Ce que ça change pour les organisations
Pour les responsables de traitement et leurs DPO, cette décision américaine invite à revoir trois réflexes :
Auditer les modèles et canaux de notification existants au regard des exigences précises de l'article 33 et de l'article 34, plutôt que de s'appuyer sur un modèle générique jamais testé en situation réelle. Notre guide sur la réaction à une violation de données détaille les étapes et les pièges à éviter dans les 72 premières heures.
Documenter, au moment de l'incident, le choix du canal et du contenu de la notification : en cas de contentieux ultérieur, c'est cette traçabilité qui permettra de démontrer une démarche de bonne foi et conforme, plutôt qu'une improvisation.
Cartographier les obligations applicables lorsque la fuite touche plusieurs juridictions : une entreprise présente en France et aux États-Unis ne peut pas se contenter d'un modèle unique de notification, chaque texte imposant son propre formalisme de canal et de contenu.
Ce que Leto pense de cette décision
Cette affaire doit servir de piqûre de rappel, y compris pour les organisations qui n'opèrent qu'en France ou dans l'UE. Trop de responsables de traitement traitent encore la notification de violation comme une formalité administrative à expédier vite, plutôt que comme une procédure documentée avec un canal et un contenu validés en amont.

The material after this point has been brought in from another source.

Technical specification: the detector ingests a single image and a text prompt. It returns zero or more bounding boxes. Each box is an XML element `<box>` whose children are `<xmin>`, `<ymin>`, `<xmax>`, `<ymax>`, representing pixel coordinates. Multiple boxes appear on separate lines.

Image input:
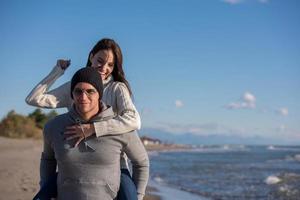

Le tribunal de Washington ne sanctionne pas la fuite de données elle-même, mais la manière dont T-Mobile a choisi d'y répondre — c'est précisément le type de manquement, distinct et cumulatif, que la CNIL sait aussi caractériser au titre des articles 33 et 34. Miser sur un SMS ou un canal non éprouvé pour gagner du temps est un pari risqué : mieux vaut un modèle de notification pré-validé, testé, et déclenchable en quelques heures.